이 문제는 연습문제 3.75에서 만든 프로시저가
모듈 방식을 따르지 않기에 모듈 방식에 맞출 수 있도록
두 원소의 평균 값들을 스트림으로 찍는 smooth 프로시저를 넣고 수정하는 문제입니다.
일단 결과는 잘 나옵니다.^^
그리고 어느 정도 모듈화에 성공한 듯싶습니다.
하지만 정말 이것이 맞는 정답인지는 잘 모르겠습니다.OTL....
참조
해럴드 애빌슨, 김재우 역, <컴퓨터 프로그램의 구조와 해석>, 인사이트, 2007, pp. 451
; stream
(define true (= 0 0))
(define false (= 1 0))
(define (cons-stream a b)
(cons a (delay b)))
(define the-empty-stream '())
(define stream-null? null?)
(define (stream-car stream) (car stream))
(define (stream-cdr stream) (force (cdr stream)))
; section 3.5
(define (stream-ref s n)
(if (= n 0)
(stream-car s)
(stream-ref (stream-cdr s) (- n 1))))
(define (stream-for-each proc s)
(if (stream-null? s)
'done
(begin (proc (stream-car s))
(stream-for-each proc (stream-cdr s)))))
(define (display-stream s)
(stream-for-each display-line s))
(define (display-line x)
(newline)
(display x))
(define (stream-enumerate-interval low high)
(if (> low high)
the-empty-stream
(cons-stream
low
(stream-enumerate-interval (+ low 1) high))))
(define (stream-filter pred stream)
(cond ((stream-null? stream) the-empty-stream)

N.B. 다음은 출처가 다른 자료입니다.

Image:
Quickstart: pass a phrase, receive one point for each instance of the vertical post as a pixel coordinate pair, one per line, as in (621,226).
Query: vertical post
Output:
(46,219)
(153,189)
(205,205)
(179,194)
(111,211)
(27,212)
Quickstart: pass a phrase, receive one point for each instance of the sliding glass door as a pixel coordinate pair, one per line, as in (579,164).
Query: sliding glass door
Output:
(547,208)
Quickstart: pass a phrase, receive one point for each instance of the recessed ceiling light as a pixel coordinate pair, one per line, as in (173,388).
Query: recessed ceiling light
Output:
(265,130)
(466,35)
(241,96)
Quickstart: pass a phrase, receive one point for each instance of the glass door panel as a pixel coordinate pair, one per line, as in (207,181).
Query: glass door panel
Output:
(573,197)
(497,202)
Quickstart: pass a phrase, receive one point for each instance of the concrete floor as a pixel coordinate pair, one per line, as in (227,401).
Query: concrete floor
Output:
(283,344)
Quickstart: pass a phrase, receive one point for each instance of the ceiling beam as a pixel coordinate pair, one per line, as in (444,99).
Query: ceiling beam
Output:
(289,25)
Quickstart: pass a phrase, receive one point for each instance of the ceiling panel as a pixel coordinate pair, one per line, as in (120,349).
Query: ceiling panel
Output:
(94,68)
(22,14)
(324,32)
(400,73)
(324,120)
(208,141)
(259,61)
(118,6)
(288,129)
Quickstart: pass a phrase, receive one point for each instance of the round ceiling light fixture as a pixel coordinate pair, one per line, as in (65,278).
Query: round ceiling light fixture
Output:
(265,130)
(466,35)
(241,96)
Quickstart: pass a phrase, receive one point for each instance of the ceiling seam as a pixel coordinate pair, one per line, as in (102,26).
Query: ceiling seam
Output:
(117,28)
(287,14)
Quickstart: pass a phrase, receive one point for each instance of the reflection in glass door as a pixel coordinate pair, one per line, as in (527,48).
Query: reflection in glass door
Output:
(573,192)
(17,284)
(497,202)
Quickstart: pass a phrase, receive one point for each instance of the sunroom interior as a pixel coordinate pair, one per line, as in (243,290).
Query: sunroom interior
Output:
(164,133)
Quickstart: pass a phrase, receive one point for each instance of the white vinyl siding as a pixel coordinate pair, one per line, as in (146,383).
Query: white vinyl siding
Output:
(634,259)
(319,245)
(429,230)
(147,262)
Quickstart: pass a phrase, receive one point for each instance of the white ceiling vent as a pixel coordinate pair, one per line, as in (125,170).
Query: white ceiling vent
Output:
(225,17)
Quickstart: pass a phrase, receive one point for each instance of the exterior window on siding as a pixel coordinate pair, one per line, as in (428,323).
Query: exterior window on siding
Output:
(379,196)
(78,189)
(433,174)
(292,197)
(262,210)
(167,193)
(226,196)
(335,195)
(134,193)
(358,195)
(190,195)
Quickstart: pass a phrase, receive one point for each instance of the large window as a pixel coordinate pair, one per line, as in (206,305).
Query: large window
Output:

((pred (stream-car stream))
(cons-stream (stream-car stream)
(stream-filter pred
(stream-cdr stream))))
(else (stream-filter pred (stream-cdr stream)))))
(define (memo-proc proc)
(let ((already-run? false) (result false))
(lambda ()
(if (not already-run?)
(begin (set! result (proc))
(set! already-run? true)
result)
result))))
(define (scale-stream stream factor)
(stream-map (lambda (x) (* x factor)) stream))
; exercise 3.50
(define (stream-map proc . argstreams)
(if (stream-null? (car argstreams))
the-empty-stream
(cons-stream
(apply proc (map stream-car argstreams))
(apply stream-map
(cons proc (map stream-cdr argstreams))))))
;;;SECTION 3.5.2
(define (add-streams s1 s2)
(stream-map + s1 s2))
(define ones (cons-stream 1 ones))
(define integers (cons-stream 1 (add-streams ones integers)))
; exercise 3.54
(define (mul-streams s1 s2)
(stream-map * s1 s2))
; exercise 3.55
(define (partial-sums S)
(cons-stream (stream-car S) (add-streams (stream-cdr S)
(partial-sums S))))
; exercise 3.56
(define (merge s1 s2)
(cond ((stream-null? s1) s2)
((stream-null? s2) s1)
(else
(let ((s1car (stream-car s1))
(s2car (stream-car s2)))
(cond ((< s1car s2car)
(cons-stream s1car (merge (stream-cdr s1) s2)))
((> s1car s2car)
(cons-stream s2car (merge s1 (stream-cdr s2))))
(else
(cons-stream s1car
(merge (stream-cdr s1)
(stream-cdr s2)))))))))
; print-stream-n
(define (print-stream-n S n l)
(define (iter i)
(if (= i n)
'done
(begin (display (stream-ref S i))
(display " ")
(if (= (remainder (+ i 1) l) 0)
(newline))
(iter (+ i 1)))))
(iter 0))
; exercise 3.59
(define (div-streams s1 s2)
(stream-map / s1 s2))
(define (integrate-series coff_stm)
(let ((integrate_s (cons-stream 1 ; 상수 c
(div-streams coff_stm integers))))
(stream-cdr integrate_s)))
(define exp-series
(cons-stream 1 (integrate-series exp-series)))
(define cosine-series
(cons-stream 1
(integrate-series (scale-stream sine-series -1))))
(define sine-series
(cons-stream 0
(integrate-series cosine-series)))
; exercise 3.60
(define (mul-series s1 s2)
(cons-stream (* (stream-car s1) (stream-car s2))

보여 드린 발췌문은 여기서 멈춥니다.